Improve the indexing spped

rickhuang · December 28, 2021, 7:48am

Hi, x is a 4-D tensor and y is a 2-D tensor， and i want to replace the value of x by corresponding value in y with x as index. Like the code I write below. Because x.shape[0] is so big, it will make my code be very slow, so I want to know whether some quick method to do this by some torch function. Thanks

index_array = x.clone().long()
for i in range(0,x.shape[0]):
    x[i] = y[i][index_array[i]]

ptrblck · December 30, 2021, 1:47am

Direct indexing with broadcasting should work:

x = torch.randint(0, 10, (10, 2, 3, 4)).float()
y = torch.randn(10, 10)

index_array = x.clone().long()
for i in range(0,x.shape[0]):
    x[i] = y[i][index_array[i]]


x2 = y[torch.arange(y.size(0))[:, None, None, None], index_array]
print((x - x2).abs().max())
# > tensor(0.)

rickhuang · December 31, 2021, 4:18am

Thanks.

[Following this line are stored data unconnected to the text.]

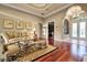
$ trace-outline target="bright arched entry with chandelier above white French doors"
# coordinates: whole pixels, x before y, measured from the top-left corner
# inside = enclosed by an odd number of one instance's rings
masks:
[[[79,40],[87,40],[87,14],[79,6],[70,7],[67,12],[66,17],[69,20],[69,37],[72,39],[79,39]],[[66,21],[65,21],[66,22]],[[66,23],[64,23],[66,25]],[[67,28],[67,26],[66,26]],[[65,29],[65,28],[64,28]],[[65,30],[65,32],[67,32]]]

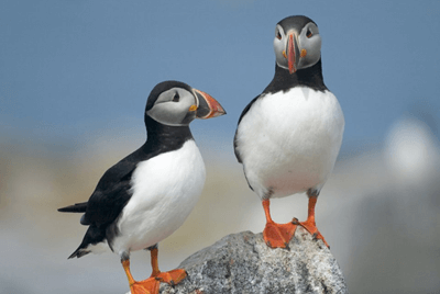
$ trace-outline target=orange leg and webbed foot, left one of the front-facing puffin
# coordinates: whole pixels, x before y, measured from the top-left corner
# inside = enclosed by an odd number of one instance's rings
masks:
[[[263,208],[266,215],[266,227],[263,230],[263,238],[271,248],[286,248],[295,235],[297,224],[277,224],[271,217],[270,200],[263,200]]]

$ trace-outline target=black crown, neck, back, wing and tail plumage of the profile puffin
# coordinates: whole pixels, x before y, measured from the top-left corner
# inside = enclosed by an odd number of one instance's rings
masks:
[[[58,212],[85,213],[80,223],[89,226],[81,244],[69,258],[82,257],[87,252],[81,252],[81,249],[101,242],[106,238],[109,247],[112,248],[112,240],[118,235],[116,220],[132,196],[131,177],[136,165],[161,154],[177,150],[185,142],[193,139],[188,125],[168,126],[146,115],[157,97],[170,87],[180,87],[191,91],[186,83],[182,82],[157,84],[151,92],[145,106],[144,122],[147,131],[145,144],[105,172],[88,202],[58,210]]]

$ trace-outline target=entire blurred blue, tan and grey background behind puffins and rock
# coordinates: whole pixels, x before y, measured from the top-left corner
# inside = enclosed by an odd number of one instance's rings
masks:
[[[191,124],[207,165],[197,207],[160,245],[163,270],[265,218],[233,155],[243,108],[274,75],[275,24],[305,14],[345,114],[317,224],[352,293],[440,293],[439,1],[2,0],[0,293],[125,293],[116,255],[67,260],[86,201],[145,140],[152,88],[182,80],[228,115]],[[307,197],[272,202],[305,219]],[[151,273],[134,252],[135,279]]]

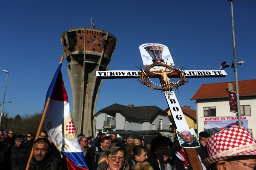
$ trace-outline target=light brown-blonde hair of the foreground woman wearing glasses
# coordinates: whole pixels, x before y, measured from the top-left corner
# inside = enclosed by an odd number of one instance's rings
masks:
[[[118,151],[121,151],[124,153],[124,163],[123,163],[123,167],[121,168],[121,170],[124,170],[126,168],[126,166],[128,165],[127,162],[126,162],[126,159],[125,159],[125,148],[122,144],[120,143],[112,143],[111,145],[109,145],[109,147],[107,149],[104,149],[103,152],[99,153],[100,154],[100,158],[99,158],[99,162],[98,164],[100,163],[103,163],[103,162],[106,162],[106,159],[105,157],[108,156],[108,155],[116,155]]]

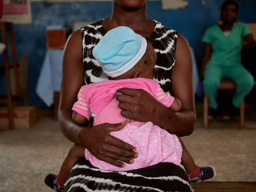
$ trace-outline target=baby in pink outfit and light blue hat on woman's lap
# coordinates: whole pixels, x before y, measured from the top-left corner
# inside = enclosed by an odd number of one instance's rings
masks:
[[[123,87],[142,89],[173,111],[181,109],[179,99],[164,92],[153,79],[156,52],[151,43],[128,27],[111,29],[93,49],[109,79],[84,85],[73,106],[73,121],[84,125],[93,117],[93,126],[103,123],[123,123],[123,129],[110,132],[122,141],[133,145],[138,155],[131,164],[117,167],[94,157],[85,147],[74,145],[61,166],[58,176],[47,174],[45,183],[55,191],[62,191],[66,178],[79,158],[85,157],[95,167],[109,171],[127,171],[148,167],[161,162],[185,165],[190,182],[201,182],[213,178],[213,167],[198,167],[183,142],[152,122],[138,122],[121,115],[118,107],[118,90]],[[183,150],[182,150],[183,149]]]

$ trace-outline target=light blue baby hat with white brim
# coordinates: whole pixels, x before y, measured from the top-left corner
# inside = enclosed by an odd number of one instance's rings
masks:
[[[125,26],[109,30],[95,45],[92,54],[109,77],[129,71],[143,57],[147,49],[144,37]]]

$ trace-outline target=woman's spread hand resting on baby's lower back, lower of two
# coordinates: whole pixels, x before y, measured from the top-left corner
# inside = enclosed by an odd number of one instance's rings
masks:
[[[134,158],[138,157],[136,148],[124,141],[116,139],[109,133],[121,130],[126,122],[119,124],[104,123],[94,127],[86,127],[81,133],[81,142],[85,144],[90,153],[98,159],[123,167],[125,163],[132,164]],[[84,138],[83,138],[84,137]]]

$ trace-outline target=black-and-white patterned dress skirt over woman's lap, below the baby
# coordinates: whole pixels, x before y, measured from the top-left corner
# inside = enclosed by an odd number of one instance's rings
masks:
[[[172,163],[159,163],[143,169],[114,172],[93,167],[81,159],[69,173],[66,192],[84,191],[194,191],[186,172]]]

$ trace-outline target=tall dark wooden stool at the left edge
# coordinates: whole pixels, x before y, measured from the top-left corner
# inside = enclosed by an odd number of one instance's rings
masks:
[[[1,67],[4,67],[5,82],[6,82],[6,95],[0,95],[0,103],[6,104],[8,106],[9,114],[9,129],[14,129],[13,122],[13,103],[16,105],[21,105],[21,94],[20,94],[20,84],[19,84],[19,73],[18,73],[18,61],[15,50],[15,41],[13,33],[13,25],[11,22],[0,22],[0,31],[2,33],[2,41],[6,45],[4,50],[4,62],[1,63]],[[9,41],[7,39],[9,37]],[[10,47],[9,47],[10,45]],[[11,58],[9,60],[9,49],[11,49]],[[11,69],[13,69],[14,74],[14,85],[15,94],[12,94],[11,87]]]

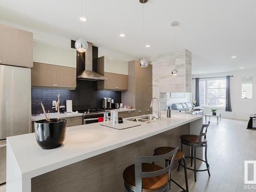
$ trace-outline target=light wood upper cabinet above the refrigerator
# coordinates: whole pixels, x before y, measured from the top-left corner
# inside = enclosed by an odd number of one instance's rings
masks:
[[[0,63],[33,67],[33,33],[0,25]]]

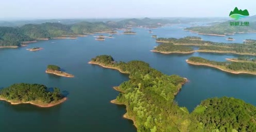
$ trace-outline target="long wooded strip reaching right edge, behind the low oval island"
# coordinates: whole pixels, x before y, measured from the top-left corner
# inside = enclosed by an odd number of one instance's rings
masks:
[[[156,42],[160,43],[172,43],[174,45],[182,46],[198,46],[196,52],[212,52],[212,53],[231,53],[242,55],[256,55],[256,42],[246,42],[245,44],[227,44],[211,41],[204,41],[198,39],[191,39],[192,36],[185,38],[157,38]],[[168,45],[166,45],[168,46]],[[171,45],[169,45],[171,46]],[[184,47],[185,48],[185,47]]]

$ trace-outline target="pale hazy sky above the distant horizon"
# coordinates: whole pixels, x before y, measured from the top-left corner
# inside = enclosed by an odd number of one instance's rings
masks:
[[[255,0],[0,0],[0,18],[228,17]]]

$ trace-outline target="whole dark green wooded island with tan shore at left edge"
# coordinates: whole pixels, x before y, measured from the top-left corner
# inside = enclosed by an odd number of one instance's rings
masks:
[[[33,104],[39,107],[52,107],[66,101],[59,88],[47,88],[41,84],[12,84],[0,90],[0,100],[11,104]]]

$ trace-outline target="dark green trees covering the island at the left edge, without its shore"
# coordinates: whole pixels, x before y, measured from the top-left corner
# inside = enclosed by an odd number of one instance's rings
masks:
[[[13,84],[7,88],[0,90],[0,96],[7,100],[16,100],[22,102],[39,101],[50,103],[64,98],[60,89],[47,88],[41,84]]]

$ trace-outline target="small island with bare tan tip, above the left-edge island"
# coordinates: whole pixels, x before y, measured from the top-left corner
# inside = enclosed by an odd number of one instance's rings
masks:
[[[64,77],[67,77],[67,78],[73,78],[74,77],[74,75],[68,74],[66,72],[62,72],[60,70],[60,67],[55,66],[55,65],[48,65],[45,72],[49,73],[49,74],[55,74],[55,75],[58,75],[58,76],[64,76]]]

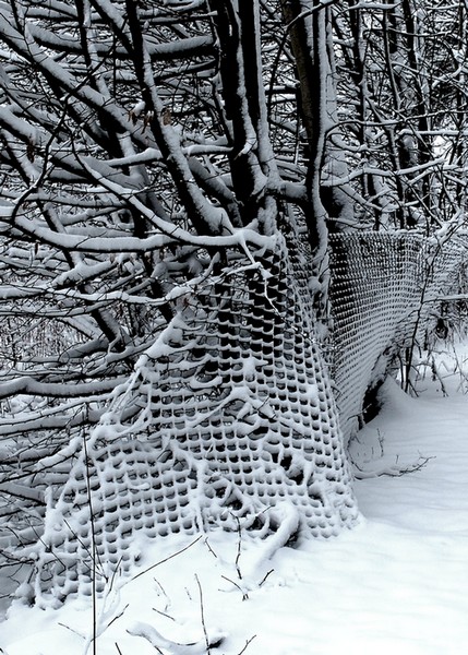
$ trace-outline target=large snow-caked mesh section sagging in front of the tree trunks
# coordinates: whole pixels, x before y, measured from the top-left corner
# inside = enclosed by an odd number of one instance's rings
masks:
[[[132,565],[139,535],[240,525],[284,543],[352,525],[307,260],[292,261],[300,276],[278,237],[257,264],[238,259],[179,299],[99,427],[74,442],[36,551],[36,597],[103,591]]]

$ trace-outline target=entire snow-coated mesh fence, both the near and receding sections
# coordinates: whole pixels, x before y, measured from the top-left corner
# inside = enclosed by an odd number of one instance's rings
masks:
[[[447,284],[465,247],[407,234],[339,235],[332,246],[332,369],[348,438],[367,389],[427,320],[421,299]],[[278,238],[256,261],[238,258],[180,298],[99,426],[68,444],[68,480],[50,477],[29,550],[31,599],[105,591],[143,537],[223,526],[278,547],[355,523],[307,258]]]

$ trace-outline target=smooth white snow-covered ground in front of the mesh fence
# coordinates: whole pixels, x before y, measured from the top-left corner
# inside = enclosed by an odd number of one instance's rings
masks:
[[[242,535],[165,539],[94,608],[83,599],[60,610],[13,605],[0,653],[468,652],[468,396],[455,392],[459,382],[445,380],[448,397],[429,379],[418,398],[385,385],[383,412],[351,445],[363,515],[353,531],[271,559],[267,543]]]

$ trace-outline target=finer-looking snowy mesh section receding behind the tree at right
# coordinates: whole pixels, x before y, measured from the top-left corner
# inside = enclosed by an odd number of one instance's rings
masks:
[[[409,233],[331,235],[332,370],[345,443],[359,427],[367,391],[395,354],[423,346],[436,298],[465,266],[468,236]]]

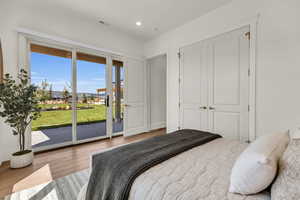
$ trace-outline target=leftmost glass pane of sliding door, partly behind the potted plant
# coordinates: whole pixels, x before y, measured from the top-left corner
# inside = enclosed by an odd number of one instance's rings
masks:
[[[31,82],[38,87],[41,116],[32,122],[32,146],[72,142],[72,52],[30,45]]]

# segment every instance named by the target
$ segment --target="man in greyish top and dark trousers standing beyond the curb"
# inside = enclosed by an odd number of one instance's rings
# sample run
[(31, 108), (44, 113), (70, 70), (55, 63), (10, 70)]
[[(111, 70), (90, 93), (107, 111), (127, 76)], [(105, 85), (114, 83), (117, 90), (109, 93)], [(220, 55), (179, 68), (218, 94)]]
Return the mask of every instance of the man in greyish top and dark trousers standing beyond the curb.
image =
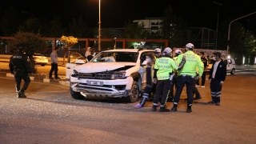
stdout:
[(58, 79), (58, 47), (55, 47), (54, 51), (50, 54), (50, 73), (49, 78), (52, 79), (52, 74), (54, 72), (54, 78)]

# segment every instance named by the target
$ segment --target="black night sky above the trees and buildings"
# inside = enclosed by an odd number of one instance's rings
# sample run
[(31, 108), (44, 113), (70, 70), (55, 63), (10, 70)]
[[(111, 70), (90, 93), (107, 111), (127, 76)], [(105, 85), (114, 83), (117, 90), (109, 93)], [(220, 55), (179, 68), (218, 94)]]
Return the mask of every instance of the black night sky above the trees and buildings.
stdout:
[[(227, 18), (240, 18), (254, 13), (254, 0), (216, 0), (219, 7), (219, 25)], [(163, 17), (164, 10), (173, 6), (174, 14), (181, 16), (190, 27), (206, 27), (216, 30), (218, 6), (214, 0), (101, 0), (102, 28), (123, 27), (124, 22), (148, 17)], [(38, 18), (53, 18), (71, 23), (80, 16), (91, 27), (98, 26), (98, 0), (4, 0), (0, 12), (15, 6), (18, 10), (34, 14)], [(256, 14), (238, 20), (246, 29), (256, 32)]]

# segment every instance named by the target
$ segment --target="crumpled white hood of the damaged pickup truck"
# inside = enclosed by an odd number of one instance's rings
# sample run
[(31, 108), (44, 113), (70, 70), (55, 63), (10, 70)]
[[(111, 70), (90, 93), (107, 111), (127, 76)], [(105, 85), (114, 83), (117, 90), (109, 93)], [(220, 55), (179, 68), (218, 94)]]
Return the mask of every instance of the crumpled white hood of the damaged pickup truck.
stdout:
[(111, 70), (127, 70), (135, 66), (134, 62), (89, 62), (84, 65), (75, 66), (74, 70), (78, 73), (96, 73)]

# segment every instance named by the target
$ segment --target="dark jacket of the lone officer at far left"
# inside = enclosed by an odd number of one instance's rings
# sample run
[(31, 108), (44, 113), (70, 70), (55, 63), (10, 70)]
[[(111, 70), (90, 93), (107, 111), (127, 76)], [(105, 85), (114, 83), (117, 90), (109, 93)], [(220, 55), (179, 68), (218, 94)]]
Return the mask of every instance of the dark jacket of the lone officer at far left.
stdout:
[(26, 54), (14, 54), (10, 57), (9, 69), (11, 73), (14, 71), (31, 73), (30, 58)]

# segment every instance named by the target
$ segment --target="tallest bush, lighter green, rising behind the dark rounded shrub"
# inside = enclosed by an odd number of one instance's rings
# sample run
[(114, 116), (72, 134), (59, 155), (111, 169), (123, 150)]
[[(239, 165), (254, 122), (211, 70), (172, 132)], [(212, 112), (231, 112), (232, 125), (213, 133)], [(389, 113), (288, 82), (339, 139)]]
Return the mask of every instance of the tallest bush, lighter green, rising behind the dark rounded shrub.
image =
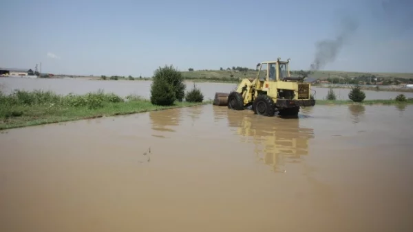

It can work.

rickhuang · January 26, 2022, 3:27am

Sorry for disturbing you.
I want to ask that do you know any methods for facilitate this indexing?
Because I need to replace the huge size of activation with look-up tables, this step is the bottleneck for my training.
Or broadcasting is the fastest method build in the pytorch?
I don’t know whether I can use gpu or other resources to parallel implement it?
Thanks.

ptrblck · January 26, 2022, 5:05am

If you are already pushing the tensors to the GPU, the GPU would also be used in the indexing operation. I’m not aware of a quick speedup. How much time does this indexing take compared to other operations?

rickhuang · January 26, 2022, 3:37pm

I only add this to the activation for every layer.
Then, the computing time for one epoch will increase from 5s to 44s for 10000 data.
And, the storage increase much.
Thanks

rickhuang · January 26, 2022, 3:47pm

class Mapping_multi(torch.autograd.Function):
    @staticmethod
    def forward(ctx, input, num_partial_sum):
        output = input.clone()
        with torch.no_grad():
            error_bias_array_real = (torch.multinomial(error_distribution, num_partial_sum, replacement=True) - 35).float().permute(1,0)
            error_array_real = error_bias_array_real + identity_array[None, : ]
            error_array = error_array_real.float()
            value_index = (output+35).long()
            output = error_array[torch.arange(num_partial_sum)[:, None, None, None], value_index]
        return output

    @staticmethod
    def backward(ctx, grad_output):
           grad_input = grad_output.clone()
        return grad_input, None

Here is my code, if I add this function after the convolution at every layer, it will increase much time.
This function is that I want to replace the activation to error value.
error array is 2-d tensor with error value, I want replace the activation according to its value with error array.